« Les hommes de Daguet ont gagné pratiquement sans victimes, et certains en France ont considéré qu’ils avaient fait une promenade : nous avons été jalousés pour notre succès. Mais c’est injuste, nos hommes ont fourni un travail de préparation intense et épuisant qui nous a permis de réussir parfaitement une manœuvre audacieuse. Le combat réel n’avait rien d’une promenade et aurait pu, sans ce travail préparatoire considérable… et beaucoup de chance, être extrêmement meurtrier ».Il paraît que vous êtes parti en tête, pour l’opération Daguet ?

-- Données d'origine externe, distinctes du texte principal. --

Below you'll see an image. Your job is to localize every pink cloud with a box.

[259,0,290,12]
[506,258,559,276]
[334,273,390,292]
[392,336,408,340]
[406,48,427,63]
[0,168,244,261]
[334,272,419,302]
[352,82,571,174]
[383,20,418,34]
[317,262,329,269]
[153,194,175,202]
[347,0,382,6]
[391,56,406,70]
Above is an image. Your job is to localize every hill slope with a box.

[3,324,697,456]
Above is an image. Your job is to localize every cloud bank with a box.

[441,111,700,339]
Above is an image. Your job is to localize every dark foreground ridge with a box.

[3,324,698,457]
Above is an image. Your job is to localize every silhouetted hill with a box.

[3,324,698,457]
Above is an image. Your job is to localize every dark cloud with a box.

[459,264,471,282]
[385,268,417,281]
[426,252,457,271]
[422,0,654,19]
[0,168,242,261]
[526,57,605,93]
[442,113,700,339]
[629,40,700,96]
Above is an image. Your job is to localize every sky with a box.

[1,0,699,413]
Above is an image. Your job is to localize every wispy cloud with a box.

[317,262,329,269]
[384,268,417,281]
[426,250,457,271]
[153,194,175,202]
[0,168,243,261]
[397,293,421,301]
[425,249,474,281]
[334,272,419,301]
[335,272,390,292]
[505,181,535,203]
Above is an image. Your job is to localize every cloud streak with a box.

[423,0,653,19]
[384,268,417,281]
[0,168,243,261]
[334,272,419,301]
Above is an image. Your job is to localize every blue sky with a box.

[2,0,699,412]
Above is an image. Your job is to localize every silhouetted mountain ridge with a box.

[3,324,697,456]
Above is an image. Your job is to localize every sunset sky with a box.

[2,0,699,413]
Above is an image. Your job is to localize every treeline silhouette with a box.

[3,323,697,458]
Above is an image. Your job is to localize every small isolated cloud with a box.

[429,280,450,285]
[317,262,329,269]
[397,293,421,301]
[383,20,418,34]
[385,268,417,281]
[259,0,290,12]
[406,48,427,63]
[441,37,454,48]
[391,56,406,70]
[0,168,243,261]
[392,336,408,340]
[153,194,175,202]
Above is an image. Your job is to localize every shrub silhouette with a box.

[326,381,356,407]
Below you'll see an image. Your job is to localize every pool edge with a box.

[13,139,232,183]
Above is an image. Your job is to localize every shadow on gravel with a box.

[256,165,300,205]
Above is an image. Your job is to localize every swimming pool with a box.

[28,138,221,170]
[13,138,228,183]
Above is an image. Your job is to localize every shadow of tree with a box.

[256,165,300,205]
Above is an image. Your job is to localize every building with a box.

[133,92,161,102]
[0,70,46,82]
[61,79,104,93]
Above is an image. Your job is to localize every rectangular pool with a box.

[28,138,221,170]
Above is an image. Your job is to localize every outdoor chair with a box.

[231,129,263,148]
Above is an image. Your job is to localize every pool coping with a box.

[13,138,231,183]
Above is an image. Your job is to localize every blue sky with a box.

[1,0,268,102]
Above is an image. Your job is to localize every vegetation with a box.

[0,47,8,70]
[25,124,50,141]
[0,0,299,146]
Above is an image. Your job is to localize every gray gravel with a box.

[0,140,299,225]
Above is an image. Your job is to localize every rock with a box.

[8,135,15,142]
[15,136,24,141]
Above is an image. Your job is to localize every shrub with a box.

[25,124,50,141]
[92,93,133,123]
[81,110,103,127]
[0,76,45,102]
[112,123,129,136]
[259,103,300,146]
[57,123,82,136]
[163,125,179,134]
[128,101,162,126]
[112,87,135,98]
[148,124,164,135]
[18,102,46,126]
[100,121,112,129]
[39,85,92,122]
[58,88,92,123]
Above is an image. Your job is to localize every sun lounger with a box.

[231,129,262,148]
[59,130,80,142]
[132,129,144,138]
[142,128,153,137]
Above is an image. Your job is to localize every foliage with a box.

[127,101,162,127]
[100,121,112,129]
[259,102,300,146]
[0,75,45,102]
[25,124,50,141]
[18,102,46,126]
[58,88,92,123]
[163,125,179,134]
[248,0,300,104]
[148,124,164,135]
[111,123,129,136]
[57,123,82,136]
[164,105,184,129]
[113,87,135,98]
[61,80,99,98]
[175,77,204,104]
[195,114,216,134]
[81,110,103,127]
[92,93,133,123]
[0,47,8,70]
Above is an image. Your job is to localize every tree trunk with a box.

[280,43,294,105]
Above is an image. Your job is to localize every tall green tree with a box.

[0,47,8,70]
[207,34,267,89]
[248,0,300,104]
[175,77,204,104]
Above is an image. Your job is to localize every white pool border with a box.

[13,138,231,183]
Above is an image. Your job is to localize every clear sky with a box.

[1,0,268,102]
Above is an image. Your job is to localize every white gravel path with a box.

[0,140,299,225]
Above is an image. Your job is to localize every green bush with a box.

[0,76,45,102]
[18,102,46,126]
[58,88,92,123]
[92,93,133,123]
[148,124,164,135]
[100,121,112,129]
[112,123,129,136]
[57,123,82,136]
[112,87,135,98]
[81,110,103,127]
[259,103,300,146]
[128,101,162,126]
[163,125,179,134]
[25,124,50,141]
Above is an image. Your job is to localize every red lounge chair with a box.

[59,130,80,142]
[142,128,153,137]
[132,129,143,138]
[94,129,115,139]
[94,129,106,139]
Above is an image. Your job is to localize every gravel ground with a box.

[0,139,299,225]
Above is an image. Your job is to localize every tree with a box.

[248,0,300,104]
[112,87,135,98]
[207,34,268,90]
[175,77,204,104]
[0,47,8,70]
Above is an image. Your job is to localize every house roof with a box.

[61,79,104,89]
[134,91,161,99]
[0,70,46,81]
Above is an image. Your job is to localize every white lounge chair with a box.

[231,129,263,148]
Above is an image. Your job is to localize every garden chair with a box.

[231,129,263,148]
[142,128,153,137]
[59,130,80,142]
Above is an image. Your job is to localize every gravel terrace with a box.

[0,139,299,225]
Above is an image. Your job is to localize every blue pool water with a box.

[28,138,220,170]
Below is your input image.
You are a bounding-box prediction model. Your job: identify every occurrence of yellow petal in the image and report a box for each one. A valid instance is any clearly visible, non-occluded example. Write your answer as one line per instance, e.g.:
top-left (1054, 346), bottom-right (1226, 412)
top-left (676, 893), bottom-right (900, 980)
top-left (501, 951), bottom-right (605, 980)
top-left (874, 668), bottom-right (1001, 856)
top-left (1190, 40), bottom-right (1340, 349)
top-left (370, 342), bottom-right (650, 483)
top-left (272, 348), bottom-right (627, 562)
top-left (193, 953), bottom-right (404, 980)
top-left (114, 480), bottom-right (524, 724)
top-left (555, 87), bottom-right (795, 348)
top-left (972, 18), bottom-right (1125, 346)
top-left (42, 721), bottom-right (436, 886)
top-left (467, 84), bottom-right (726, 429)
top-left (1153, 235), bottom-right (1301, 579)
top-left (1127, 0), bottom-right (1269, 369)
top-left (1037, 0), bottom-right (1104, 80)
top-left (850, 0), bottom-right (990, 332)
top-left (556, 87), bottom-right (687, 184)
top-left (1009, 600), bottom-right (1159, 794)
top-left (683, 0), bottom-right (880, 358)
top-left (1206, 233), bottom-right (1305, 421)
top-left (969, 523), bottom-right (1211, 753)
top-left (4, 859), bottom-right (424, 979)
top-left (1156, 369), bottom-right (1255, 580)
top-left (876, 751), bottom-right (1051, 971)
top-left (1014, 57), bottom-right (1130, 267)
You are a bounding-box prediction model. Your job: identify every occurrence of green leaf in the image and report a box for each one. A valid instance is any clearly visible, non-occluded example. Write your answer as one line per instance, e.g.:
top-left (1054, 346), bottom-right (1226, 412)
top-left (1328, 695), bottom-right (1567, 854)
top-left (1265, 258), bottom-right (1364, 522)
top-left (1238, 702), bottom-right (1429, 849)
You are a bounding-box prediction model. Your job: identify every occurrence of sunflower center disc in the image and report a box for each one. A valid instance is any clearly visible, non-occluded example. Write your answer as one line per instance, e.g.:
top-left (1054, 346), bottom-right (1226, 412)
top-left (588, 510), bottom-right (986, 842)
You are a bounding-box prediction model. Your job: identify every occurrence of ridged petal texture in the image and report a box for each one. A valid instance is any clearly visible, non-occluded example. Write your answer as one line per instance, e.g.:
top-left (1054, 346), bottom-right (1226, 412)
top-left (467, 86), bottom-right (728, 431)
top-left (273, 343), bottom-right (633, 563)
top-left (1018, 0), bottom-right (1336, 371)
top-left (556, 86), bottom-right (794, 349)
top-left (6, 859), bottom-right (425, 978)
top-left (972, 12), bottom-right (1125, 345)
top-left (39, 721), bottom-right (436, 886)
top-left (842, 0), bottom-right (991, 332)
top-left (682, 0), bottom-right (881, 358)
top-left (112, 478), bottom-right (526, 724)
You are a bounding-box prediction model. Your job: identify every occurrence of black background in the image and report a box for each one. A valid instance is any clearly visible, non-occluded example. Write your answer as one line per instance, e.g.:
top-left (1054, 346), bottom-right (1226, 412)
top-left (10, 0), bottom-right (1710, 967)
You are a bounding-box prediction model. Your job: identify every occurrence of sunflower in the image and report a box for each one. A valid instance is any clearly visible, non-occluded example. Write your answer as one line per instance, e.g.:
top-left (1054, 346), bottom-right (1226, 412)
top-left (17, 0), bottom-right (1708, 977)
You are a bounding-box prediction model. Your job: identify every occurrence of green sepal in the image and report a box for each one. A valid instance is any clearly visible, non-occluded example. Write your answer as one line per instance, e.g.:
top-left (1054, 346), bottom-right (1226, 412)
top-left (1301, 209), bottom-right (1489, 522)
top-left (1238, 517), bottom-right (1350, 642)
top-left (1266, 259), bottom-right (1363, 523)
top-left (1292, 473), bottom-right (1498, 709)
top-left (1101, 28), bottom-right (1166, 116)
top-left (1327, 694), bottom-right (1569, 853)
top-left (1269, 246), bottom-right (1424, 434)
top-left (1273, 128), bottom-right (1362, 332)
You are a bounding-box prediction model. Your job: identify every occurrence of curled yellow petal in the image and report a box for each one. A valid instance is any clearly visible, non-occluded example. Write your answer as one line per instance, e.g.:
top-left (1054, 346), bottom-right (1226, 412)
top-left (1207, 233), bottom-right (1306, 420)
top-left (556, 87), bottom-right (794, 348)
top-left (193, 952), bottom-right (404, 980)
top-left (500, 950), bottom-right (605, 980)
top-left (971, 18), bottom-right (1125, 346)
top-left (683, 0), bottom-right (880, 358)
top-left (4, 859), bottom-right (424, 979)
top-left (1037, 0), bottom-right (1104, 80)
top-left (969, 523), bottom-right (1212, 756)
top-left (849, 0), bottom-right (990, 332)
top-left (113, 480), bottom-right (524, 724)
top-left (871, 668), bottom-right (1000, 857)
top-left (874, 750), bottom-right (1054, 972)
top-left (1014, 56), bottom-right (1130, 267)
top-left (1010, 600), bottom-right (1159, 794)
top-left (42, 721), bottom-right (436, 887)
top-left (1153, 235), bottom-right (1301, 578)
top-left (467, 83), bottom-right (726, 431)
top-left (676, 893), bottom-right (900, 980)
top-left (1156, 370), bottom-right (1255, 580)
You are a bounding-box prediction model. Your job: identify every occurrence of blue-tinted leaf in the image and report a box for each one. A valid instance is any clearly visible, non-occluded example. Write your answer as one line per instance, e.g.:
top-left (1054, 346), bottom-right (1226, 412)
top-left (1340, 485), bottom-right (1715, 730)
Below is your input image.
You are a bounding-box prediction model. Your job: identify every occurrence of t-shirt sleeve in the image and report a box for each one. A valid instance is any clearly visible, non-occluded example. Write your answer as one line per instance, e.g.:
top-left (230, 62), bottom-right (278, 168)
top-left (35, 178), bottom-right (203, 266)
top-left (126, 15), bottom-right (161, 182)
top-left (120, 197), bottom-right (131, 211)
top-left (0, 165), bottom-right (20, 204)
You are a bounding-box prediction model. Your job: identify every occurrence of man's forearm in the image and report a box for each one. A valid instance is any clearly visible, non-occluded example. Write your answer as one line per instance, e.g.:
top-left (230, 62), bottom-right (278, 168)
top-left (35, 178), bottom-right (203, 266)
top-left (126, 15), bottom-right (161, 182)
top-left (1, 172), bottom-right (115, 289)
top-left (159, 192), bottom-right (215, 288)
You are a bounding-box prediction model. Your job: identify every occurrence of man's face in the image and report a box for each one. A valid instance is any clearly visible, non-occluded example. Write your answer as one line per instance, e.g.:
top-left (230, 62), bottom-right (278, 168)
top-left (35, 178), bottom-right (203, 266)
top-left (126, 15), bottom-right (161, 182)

– J’ai eu la chance d’être le premier parti en Arabie saoudite le 20 septembre 1990, avec Michel Barro, camarade de promotion qui commandait le 1er Spahis ; puis le 2e REI est parti en tête de la division, dans la nuit du 16 au 17 janvier 1991 ; ensuite je suis entré le premier en territoire irakien, le 22 janvier, deux jours avant le déclenchement officiel de l’engagement terrestre et avec l’accord du général Janvier, pour déployer les deux tiers du régiment, sécuriser la falaise et préparer le déploiement d’une partie de la division. Enfin nous sommes revenus les premiers en France, le 2e REI ayant regagné Toulon le 27 mars et Nîmes le 28. Sans oublier un dernier privilège : j’ai eu la chance d’aller à New-York participer à la Grande Parade alliée le 10 juin 1991, à la tête d’un détachement interarmées de 200 hommes formé de légionnaires, de commandos de l’Air, de commandos Marine et avec la musique de la 4e région aérienne d’Aix les Milles.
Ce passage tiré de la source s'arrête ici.